Enterprise AI company Cohere launched its first voice model on Thursday. The model, called Transcribe, is an open source automatic speech recognition tool designed for tasks like note-taking and speech analysis.
Relatively lightweight at just 2 billion parameters, the model is intended for use with consumer-grade GPUs for those who prefer to self-host it. It currently supports 14 languages: English, French, German, Italian, Spanish, Portuguese, Greek, Dutch, Polish, Chinese, Japanese, Korean, Vietnamese, and Arabic.
Cohere states that Transcribe outperforms models such as Zoom Scribe v1, IBM Granite 4.0 1B, ElevenLabs Scribe v2, and Qwen3-ASR-1.7B Speech on the Hugging Face Open ASR leaderboard. It achieves an average word error rate of 5.42, which is lower than any other model on that benchmark.

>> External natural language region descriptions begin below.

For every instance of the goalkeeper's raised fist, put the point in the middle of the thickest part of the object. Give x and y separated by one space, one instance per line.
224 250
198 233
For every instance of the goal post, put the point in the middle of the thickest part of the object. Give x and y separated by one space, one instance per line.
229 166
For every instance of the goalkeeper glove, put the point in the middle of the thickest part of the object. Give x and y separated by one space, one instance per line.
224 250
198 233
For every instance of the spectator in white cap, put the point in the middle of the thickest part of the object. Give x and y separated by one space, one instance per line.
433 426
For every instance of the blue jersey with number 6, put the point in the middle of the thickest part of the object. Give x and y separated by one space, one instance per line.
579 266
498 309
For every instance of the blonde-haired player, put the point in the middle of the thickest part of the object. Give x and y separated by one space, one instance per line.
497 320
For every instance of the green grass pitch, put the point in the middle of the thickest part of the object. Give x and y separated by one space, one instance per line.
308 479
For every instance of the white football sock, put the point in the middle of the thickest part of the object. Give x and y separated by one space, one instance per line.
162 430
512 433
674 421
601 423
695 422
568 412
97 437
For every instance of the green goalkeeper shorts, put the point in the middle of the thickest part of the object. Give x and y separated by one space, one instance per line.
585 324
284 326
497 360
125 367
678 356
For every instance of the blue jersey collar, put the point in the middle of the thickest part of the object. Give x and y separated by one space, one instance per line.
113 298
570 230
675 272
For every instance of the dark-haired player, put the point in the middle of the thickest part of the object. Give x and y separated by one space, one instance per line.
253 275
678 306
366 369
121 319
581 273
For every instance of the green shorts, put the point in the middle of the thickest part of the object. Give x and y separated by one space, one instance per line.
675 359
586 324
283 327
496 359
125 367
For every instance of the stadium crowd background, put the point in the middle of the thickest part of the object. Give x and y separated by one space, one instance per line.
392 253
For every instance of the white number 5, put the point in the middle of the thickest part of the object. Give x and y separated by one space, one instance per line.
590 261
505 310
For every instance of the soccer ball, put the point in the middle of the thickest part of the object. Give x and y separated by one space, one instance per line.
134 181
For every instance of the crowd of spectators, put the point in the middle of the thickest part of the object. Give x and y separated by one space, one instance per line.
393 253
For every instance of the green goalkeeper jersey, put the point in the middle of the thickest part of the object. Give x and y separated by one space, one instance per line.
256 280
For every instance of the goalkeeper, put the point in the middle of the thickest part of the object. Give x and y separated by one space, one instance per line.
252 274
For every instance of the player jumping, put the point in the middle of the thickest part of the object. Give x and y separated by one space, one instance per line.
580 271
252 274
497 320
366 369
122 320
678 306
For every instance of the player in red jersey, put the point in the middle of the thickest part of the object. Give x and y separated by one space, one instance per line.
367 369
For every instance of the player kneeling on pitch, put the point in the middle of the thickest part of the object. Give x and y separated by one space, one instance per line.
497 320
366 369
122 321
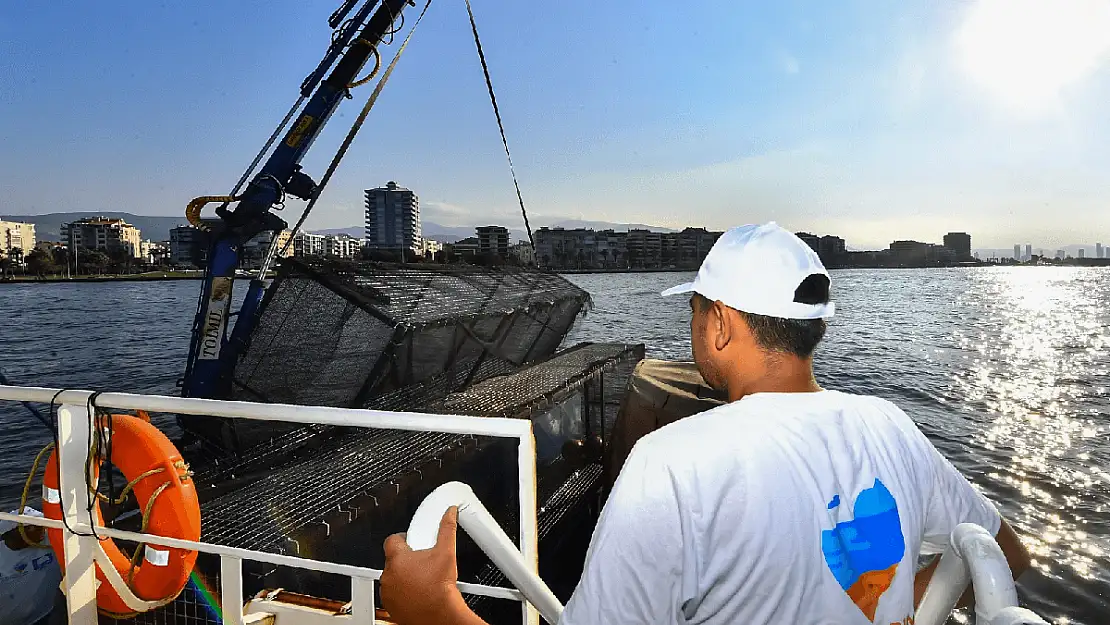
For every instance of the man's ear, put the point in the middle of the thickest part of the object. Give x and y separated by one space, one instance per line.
722 324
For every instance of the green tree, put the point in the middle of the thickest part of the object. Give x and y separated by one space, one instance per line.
120 260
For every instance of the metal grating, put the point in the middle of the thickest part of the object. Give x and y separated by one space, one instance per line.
359 334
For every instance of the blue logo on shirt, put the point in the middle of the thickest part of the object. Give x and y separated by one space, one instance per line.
864 553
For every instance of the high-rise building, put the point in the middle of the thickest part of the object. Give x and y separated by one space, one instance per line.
16 235
393 219
309 244
103 234
959 242
342 245
811 240
189 245
493 240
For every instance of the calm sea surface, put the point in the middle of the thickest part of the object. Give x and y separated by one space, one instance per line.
1006 370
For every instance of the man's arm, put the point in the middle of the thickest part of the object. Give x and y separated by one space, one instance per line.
633 572
1016 554
421 587
956 501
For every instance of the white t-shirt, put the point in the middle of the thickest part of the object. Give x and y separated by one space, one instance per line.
797 508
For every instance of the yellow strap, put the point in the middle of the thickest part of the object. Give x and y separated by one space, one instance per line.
27 490
193 210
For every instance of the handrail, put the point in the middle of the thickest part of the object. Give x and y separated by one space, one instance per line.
974 555
80 550
481 525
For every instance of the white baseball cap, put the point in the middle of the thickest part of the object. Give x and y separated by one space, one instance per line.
756 269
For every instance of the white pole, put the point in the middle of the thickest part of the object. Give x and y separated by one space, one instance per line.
80 580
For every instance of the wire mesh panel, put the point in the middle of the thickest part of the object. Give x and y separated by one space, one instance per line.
345 334
436 339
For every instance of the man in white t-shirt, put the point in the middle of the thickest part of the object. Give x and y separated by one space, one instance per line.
790 504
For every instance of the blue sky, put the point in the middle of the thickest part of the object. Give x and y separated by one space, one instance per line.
874 120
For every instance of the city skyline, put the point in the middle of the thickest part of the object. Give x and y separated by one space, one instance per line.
883 121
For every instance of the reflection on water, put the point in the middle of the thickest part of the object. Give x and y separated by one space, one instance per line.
1006 370
1038 362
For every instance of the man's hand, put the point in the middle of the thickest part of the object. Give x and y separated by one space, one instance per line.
419 587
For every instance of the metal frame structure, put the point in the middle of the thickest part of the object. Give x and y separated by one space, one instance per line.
74 437
213 352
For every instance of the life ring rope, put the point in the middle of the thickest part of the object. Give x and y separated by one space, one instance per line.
122 597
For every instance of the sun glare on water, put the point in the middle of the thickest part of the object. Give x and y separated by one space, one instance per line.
1025 52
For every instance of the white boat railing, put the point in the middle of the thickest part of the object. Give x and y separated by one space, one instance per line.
81 546
974 556
483 528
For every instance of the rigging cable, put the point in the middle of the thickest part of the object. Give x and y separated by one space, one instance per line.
501 127
350 138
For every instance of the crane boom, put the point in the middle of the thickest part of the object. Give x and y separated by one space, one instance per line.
212 353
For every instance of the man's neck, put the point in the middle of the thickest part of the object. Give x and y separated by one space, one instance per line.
785 375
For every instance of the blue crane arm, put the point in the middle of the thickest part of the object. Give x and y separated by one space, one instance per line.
212 353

The company claims Transcribe had an average win rate of 61% over other models when human evaluators assessed its transcriptions for accuracy, coherence, and usability. However, the model fell behind its rivals when transcribing Portuguese, German, and Spanish.
Cohere says Transcribe can process 525 minutes of audio in a single minute, a rate considered high for its class of model.
The company plans to integrate Transcribe into its enterprise agent orchestration platform, North, and is making the model available through its API for free. The model will also be available on Model Vault, Cohere’s managed inference platform.
Speech recognition models are growing increasingly popular as demand grows for note-taking and dictation apps.
Earlier this year, Cohere reportedly told investors that it was generating annual recurring revenue of $240 million in 2025. Its CEO, Aidan Gomez, was cited as saying that the startup may go public soon.